Il est de notre devoir de transmettre et de ne jamais oublier...

C'est ce qu'ont bien compris ces deux enseignants d'histoire du Cycle d'orientation du Renard en invitant Monsieur Noah Klieger, l'un des derniers rescapés du camp d'Auschwitz.

Une initiative remarquable qu'il faut saluer.

La lecture de cet article de la TdG démontre fort bien à quel point il reste nécessaire de toujours et encore "raconter".

"Silence, les élèves de 11ème année du CO, réunis hier dans l'aula, ne soufflent plus un mot. Leurs yeux sont rivés sur l'interlocuteur de 90 ans"...

A force de courage, de patience, de récits d'horreur, pendant plus d'une heure, Noah Klieger a transmis le témoin à cette jeune génération. Plus de soixante ans qu'il le fait! A des jeunes captivés, si souvent décriés pourtant. Ils lui ont réservé des applaudissements nourris. Ils se sont précipités vers leur invité pour le féliciter, pour immortaliser l'événement à l'aide d'un selfie.

Pour ma part, j'en ai eu les larmes aux yeux. Depuis ma plus tendre enfance j'ai entendu ma mère me raconter ce qu'elle avait vécu pendant la guerre. Elle était hollandaise et a subi l'occupation allemande.

Juive d'origine, elle a vécu dans la clandestinité et a échappé aux déportations. Du côté maternel, sa famille s'était convertie depuis le milieu du 19è siècle au protestantisme ce qui lui a permis d'être ainsi considérée comme une "mischling", une "sang mêlé". Une sorte de sursis...

Ce n'était pas le cas de mon grand-père qui lui, était contraint de porter l'étoile jaune. Il a été déporté. Fort heureusement, il s'en est sorti. Passionné d'aéronefs, il a été l'un des fondateurs de la compagnie aérienne KLM. Ironie du sort, en 1948, il a péri avec sa femme et sa fille dans un crash aérien de la même compagnie.

C'est son étoile de David que j'ai retrouvée il y a quelque temps en mettant de l'ordre dans de vieilles malles qui dormaient au grenier, un moment d'émotion intense.

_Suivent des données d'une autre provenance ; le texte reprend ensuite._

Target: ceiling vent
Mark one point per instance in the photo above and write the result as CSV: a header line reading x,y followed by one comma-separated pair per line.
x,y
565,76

Aujourd'hui, ravivé par cet article de la TdG, ce sont quantité de récits de ma mère qui se rappellent à mon souvenir...

Je tiens donc à remercier chaleureusement Birgit Foti et Thierry Bubloz, ces deux enseignants, qui ont organisé la venue à Genève de Noah Kiegler. Fasse que, grâce à lui et à tous les autres rescapés qui n'ont de cesse de témoigner, tous ces jeunes n'oublient jamais ce qui s'est passé, de quoi l'Homme peut être capable.

Qu'ils continuent à transmettre.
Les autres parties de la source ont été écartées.